Does it matter what will happen to Arnold? Is it important how Steven reacted? Isn’t it all generic? Already heard, already seen? Isn’t all life just everytime the same, only for someone else? Did we not see all possibilities already? Countless stars get counted. When we have all, nothing is there to count. So we count random things. But is it important? We all know how counting works, but still don’t count on each other. Counter attackers are more likely than a friend you can count on. So why even count in the first place? We solved all puzzles anyway already, but on the other hand know nothing. So we are just what we are, living being who count random things and feel proud for counting. Does a sheep count the grass? Does a wolf count the sheep? Maybe they do, maybe they don’t. What does it matter, they have something to eat.
While all my words are dead until something happens in the real world they represent or represented. And still they won’t get alive, they are just data to represent something. That is why the question is, what am I trying to represent or communicate? Well, obviously that I am strange, what I am thinking about and what I recieve in some way. All together a story of my life without a real meaning, or is there? Sure you will find meaning here and there within my words or the videos and music. But still, it is up to you.
My own perspective is blurred, so I can’t see right all the time.
Each time I clean it, it gets blurred again, after some time, shortly after, most of the time.
Did you get anything out of it yet, could you extract some useful data for the Lotus? Could you create something to fight the infestation? Anyways, the war goes on and on, no matter what. Inside, outside, all the time. If there is nothing to fight for, the war is over before it really began. I have things to fight for, but they seem either impossible to me, wrong or just a dream, a lie I tell myself. Would I really do matter, now that I am this person? I doubt it, doubt myself all the time. So should I fight for something which might be a selfish thing after all? Maybe a lie I am telling myself because I believe some of my own lies, while I always say, I can’t trust myself?

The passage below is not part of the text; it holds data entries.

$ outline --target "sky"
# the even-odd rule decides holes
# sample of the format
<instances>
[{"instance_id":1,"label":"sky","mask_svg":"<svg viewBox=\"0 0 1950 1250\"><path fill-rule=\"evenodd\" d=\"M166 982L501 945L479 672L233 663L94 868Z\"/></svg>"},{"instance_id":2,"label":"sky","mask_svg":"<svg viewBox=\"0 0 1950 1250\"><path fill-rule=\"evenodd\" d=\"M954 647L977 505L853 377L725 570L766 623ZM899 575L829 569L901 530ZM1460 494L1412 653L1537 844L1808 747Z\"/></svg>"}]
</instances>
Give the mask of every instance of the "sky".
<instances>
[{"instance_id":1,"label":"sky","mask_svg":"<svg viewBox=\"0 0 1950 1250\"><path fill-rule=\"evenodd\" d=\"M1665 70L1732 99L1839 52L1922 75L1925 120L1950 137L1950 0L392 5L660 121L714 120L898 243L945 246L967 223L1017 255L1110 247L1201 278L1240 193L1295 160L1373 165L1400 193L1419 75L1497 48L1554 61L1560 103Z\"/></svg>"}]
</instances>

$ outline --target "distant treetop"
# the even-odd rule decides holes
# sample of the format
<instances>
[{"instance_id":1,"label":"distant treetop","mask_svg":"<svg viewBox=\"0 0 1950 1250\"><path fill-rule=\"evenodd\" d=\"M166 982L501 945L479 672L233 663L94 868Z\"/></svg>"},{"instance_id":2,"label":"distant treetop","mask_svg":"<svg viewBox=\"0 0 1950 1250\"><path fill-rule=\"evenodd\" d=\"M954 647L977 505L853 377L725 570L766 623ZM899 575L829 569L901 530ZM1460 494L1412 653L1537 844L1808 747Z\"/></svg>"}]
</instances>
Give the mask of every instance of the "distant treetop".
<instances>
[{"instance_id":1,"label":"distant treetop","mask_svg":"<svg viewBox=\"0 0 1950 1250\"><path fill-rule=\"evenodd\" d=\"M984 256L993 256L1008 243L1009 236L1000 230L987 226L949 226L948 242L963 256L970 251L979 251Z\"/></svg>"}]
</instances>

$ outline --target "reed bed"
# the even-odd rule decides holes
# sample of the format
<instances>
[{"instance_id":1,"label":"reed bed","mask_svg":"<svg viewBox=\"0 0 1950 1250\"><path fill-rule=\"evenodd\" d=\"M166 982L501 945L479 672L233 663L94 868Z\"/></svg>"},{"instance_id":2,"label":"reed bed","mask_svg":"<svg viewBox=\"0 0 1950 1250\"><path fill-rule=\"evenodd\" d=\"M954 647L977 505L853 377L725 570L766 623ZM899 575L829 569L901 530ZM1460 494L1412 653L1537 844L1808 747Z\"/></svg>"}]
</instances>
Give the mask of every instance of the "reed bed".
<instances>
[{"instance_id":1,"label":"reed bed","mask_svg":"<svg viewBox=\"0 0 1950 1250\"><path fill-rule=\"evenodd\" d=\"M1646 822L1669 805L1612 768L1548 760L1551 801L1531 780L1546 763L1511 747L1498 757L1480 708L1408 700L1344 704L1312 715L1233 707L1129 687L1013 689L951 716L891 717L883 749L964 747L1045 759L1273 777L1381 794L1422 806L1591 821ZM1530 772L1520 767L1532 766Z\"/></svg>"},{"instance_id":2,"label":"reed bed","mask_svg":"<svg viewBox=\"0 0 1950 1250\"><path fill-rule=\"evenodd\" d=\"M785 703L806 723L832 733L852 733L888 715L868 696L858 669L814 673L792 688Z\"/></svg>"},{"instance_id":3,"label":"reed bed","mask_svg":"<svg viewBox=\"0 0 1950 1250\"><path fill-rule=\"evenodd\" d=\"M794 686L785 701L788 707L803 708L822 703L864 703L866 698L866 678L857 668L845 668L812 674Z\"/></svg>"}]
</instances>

The one I trust, knows way too much about me, I would say everything. But then is it helping? It helps in the way, that I am not alone with it anymore and it wasn’t the end of the connection, at least not from my perspective.
But then I am to focused on myself again. This is not good. The overthinking wants to calculate everything again, so I just sit here and write, while it is thinking. Can’t tell what will happen tomorrow or on monday morning.
I know what I don’t want, but what do I really want?